F - INDICATEURS 2 ET 3 – ÉCART DE TAUX D’AUGMENTATIONS ET DE PROMOTIONS

Les "écarts de taux d’augmentations individuelles" correspondent-ils à des écarts de montants d’augmentations ou à des écarts de nombres de bénéficiaires d’augmentation ?
La notion d’ « écarts de taux d’augmentations individuelles » renvoie à l’écart des taux de bénéficiaires d’augmentations individuelles. Ainsi, l’indicateur 2° est calculé en comparant le pourcentage de salariés augmentés parmi les hommes à celui de salariées augmentées parmi les femmes pour chacun des quatre groupes de CSP comptant 10 salariés ou plus de l’un et de l’autre sexe. Il en va de même pour l’écart de taux de promotions.

Pour les "écarts de taux de promotions", quelle est la définition d’une "promotion" au sens du décret ?
La notion de promotion est définie en annexe du décret comme le passage à un niveau de classification ou coefficient supérieur, dans la classification de branche ou dans le système de cotation choisi par l’entreprise.
A noter que le passage à un niveau de classification ou coefficient supérieur n’est pas lié au choix retenu pour la répartition des salariés dans les catégories de postes pour le calcul de l’indicateur 1.
Il est conseillé à l’entreprise d’être la plus transparente possible sur la méthode de promotion, afin que les salariés et les représentants élus au CSE puissent identifier clairement la notion de promotion. "

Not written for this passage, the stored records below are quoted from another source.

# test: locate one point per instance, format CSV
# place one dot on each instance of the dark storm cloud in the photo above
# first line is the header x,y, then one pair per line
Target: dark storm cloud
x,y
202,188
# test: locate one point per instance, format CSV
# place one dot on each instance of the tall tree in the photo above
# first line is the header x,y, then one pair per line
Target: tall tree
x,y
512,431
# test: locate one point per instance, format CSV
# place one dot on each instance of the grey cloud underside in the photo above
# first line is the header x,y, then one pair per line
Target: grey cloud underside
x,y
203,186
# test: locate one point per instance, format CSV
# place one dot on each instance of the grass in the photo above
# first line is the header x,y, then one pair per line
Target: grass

S’agissant des indicateurs relatifs aux écarts de taux d’augmentations et de promotions, est-il possible d’apprécier ces indicateurs sur une période de référence de trois ans ?
L’employeur peut décider, uniquement pour les entreprises de 50 à 250 salariés, de calculer l’indicateur relatif aux augmentations individuelles sur une période de référence pluriannuelle, à partir des données des deux ou trois années précédentes. Son caractère pluriannuel peut être révisé tous les trois ans.

Quel est l’effectif à prendre en compte pour le calcul du pourcentage de promotions ?
Les salariés qui ont été promus au cours de l’année de référence mais qui ont quitté l’entreprise avant la fin de cette période sont-ils pris en compte ?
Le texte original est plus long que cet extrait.